By contrast, Representative Ryan, chairman of the House Budget Committee, has lately been most closely associated with 1) the losing presidential ticket last November and 2) the ongoing fiscal battles on the Hill – which have not exactly done wonders for the GOP's public image. True, Ryan was credited with negotiating the short-term debt-ceiling extension and with talking fellow House Republicans off the "fiscal cliff." But by voting for that deal (which, tellingly, Rubio voted against), he probably didn't win a lot of new fans among the party's conservative base.
Then there's the – for lack of a better term – coolness gap. This week, Rubio was the guest at a forum sponsored by BuzzFeed at a D.C. bar. He discussed, among other things, the relative merits of ’90s rappers Tupac Shakur and Biggie Smalls (or The Notorious B.I.G.), noting at one point that there was a Tupac song that mentioned Bob Dole and Bill Clinton. (Actual quote: "I think Tupac's lyrics are probably more insightful, in my opinion – with all apologies to Biggie fans.") He also casually threw in Pitbull's real name ("Armando").
Compare that with Ryan's appearance at a recent round-table discussion sponsored by The Wall Street Journal, which Politico called "a wonky affair," with Ryan spending "90 minutes in the budget weeds." Asked about how he dealt with last November's loss, Ryan said: "Clearly I thought about the woulda-coulda-shouldas, but I already processed that thinking after the election and during the holidays." It's one thing to say he didn't want to dwell on the disappointment – but it's hard to imagine too many presidential contenders passing up the opportunity to show some emotion by saying they'd already "processed" their thinking on that matter.
To make matters worse, on Tuesday, Politico posted a long piece speculating that the former vice-presidential nominee may opt not to run for president in 2016 after all, instead focusing on "amassing more power within Congress." The piece quoted a "conservative who recently spent time with Ryan" as saying that the congressman "has no interest in the sheer grind of campaigning.” The source concluded bluntly: “It’s hard to see him having ‘what it takes.’ ”
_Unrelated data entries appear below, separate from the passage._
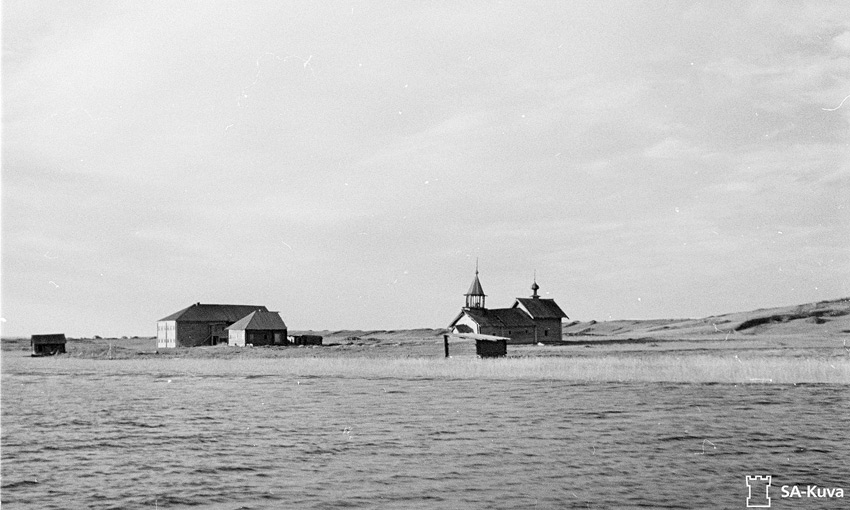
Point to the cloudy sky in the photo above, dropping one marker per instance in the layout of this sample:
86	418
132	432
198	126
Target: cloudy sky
347	163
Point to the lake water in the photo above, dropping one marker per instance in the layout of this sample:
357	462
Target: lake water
118	434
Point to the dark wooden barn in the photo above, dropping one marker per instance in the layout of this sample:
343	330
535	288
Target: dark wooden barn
48	345
486	346
491	348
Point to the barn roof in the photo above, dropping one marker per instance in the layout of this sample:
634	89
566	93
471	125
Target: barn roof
55	338
500	317
213	313
259	319
541	308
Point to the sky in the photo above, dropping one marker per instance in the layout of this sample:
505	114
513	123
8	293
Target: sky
347	163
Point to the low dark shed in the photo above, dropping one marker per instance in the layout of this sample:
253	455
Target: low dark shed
48	345
491	348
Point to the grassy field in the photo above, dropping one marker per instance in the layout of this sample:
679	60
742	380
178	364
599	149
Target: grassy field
801	344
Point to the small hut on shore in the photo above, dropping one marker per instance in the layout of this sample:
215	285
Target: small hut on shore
258	328
48	345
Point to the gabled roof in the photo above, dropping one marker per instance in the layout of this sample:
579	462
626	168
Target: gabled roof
213	313
497	317
48	339
259	319
541	308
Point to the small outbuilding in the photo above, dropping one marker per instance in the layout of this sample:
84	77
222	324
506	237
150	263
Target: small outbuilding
260	327
48	345
305	340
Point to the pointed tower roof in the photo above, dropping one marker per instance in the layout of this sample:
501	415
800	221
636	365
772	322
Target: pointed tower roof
475	289
475	295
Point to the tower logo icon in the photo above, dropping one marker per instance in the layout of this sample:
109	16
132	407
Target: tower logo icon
758	491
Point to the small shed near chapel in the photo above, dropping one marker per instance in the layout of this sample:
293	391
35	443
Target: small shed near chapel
258	328
48	345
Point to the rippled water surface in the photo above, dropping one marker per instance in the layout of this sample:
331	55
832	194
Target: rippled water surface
107	434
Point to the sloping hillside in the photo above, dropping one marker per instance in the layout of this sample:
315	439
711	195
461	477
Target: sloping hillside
825	318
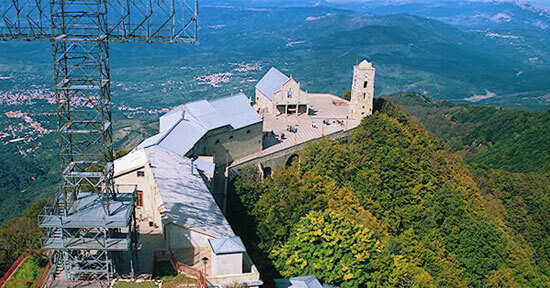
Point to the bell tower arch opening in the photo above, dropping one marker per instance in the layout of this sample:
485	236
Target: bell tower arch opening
362	90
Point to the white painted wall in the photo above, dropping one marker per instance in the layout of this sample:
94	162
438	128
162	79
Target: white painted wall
227	264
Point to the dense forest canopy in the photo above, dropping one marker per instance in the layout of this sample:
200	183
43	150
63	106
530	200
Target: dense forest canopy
393	206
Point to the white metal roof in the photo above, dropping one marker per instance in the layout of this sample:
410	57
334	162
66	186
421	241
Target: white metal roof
183	126
272	82
186	199
130	161
236	110
229	245
299	282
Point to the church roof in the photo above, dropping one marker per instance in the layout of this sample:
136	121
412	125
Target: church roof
299	282
229	245
365	64
185	125
272	82
185	198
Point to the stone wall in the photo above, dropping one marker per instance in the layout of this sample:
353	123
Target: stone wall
280	157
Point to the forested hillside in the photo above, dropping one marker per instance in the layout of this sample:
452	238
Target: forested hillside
394	207
513	140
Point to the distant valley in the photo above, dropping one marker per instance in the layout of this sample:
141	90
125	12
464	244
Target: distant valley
484	63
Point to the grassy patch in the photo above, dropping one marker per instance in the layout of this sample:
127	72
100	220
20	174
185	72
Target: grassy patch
164	271
30	270
133	284
177	281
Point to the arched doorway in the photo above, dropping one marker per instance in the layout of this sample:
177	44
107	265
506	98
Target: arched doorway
266	171
292	158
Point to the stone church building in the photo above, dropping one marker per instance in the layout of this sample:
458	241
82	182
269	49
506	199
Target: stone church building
182	173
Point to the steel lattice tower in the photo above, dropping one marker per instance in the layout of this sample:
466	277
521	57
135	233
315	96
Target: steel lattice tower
91	219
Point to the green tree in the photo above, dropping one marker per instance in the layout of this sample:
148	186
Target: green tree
347	95
335	249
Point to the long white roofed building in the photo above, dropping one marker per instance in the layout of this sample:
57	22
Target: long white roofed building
176	210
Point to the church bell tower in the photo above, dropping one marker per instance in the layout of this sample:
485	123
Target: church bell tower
362	90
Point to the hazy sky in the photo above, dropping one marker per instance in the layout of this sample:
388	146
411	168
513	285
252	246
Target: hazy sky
542	3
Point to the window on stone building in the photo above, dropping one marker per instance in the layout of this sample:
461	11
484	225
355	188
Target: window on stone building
139	199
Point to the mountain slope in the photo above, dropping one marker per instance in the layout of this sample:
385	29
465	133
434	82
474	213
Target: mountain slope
512	140
421	205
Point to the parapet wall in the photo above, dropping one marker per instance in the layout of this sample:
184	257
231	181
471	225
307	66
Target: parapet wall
282	156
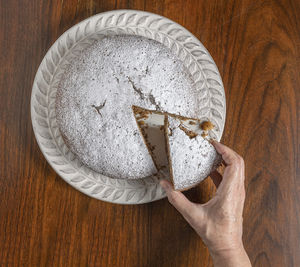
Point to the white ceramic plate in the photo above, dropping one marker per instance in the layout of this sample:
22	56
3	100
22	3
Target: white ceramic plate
183	44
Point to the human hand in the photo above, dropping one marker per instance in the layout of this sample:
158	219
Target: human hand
219	222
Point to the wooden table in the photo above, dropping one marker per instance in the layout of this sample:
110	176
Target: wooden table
45	222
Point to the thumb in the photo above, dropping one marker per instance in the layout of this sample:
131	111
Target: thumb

That's a dramatic turnaround for a politician who not long ago was hailed as the future of the Republican Party and, even before November's loss, was seen by many as a 2016 front-runner. (As recently as last October, he was the subject of a lengthy New York Times Magazine profile auspiciously titled "Paul Ryan Can't Lose.")
But in some ways, the prediction that Ryan may take a pass on a White House bid makes sense. For one thing, the House is not a typical springboard to the presidency (the last candidate to do it successfully was James Garfield, in 1880). And the idea that Ryan may not enjoy the campaign trail fits with the "wonkish" personality often portrayed in the media – of a guy who's obsessed with policy and less comfortable with the glad-handing and often-superficial demands of presidential politics.
On the other hand, it's also possible that Ryan's interest in a 2016 run hasn't really dimmed much at all. He still has an active network of support – including many former Romney backers who have expressed willingness to get behind a Ryan campaign. Also, few politicians can stay in the glare of the spotlight for long without taking some hits and showing some blemishes.
More to the point, in presidential politics – as in life – sometimes playing hard to get can be a very good way of making yourself more desirable. By letting Rubio assume the front-runner's mantle, and the scrutiny that goes with it, Ryan may then be able to gin up interest by professing disinterest – all the while still keeping his options open.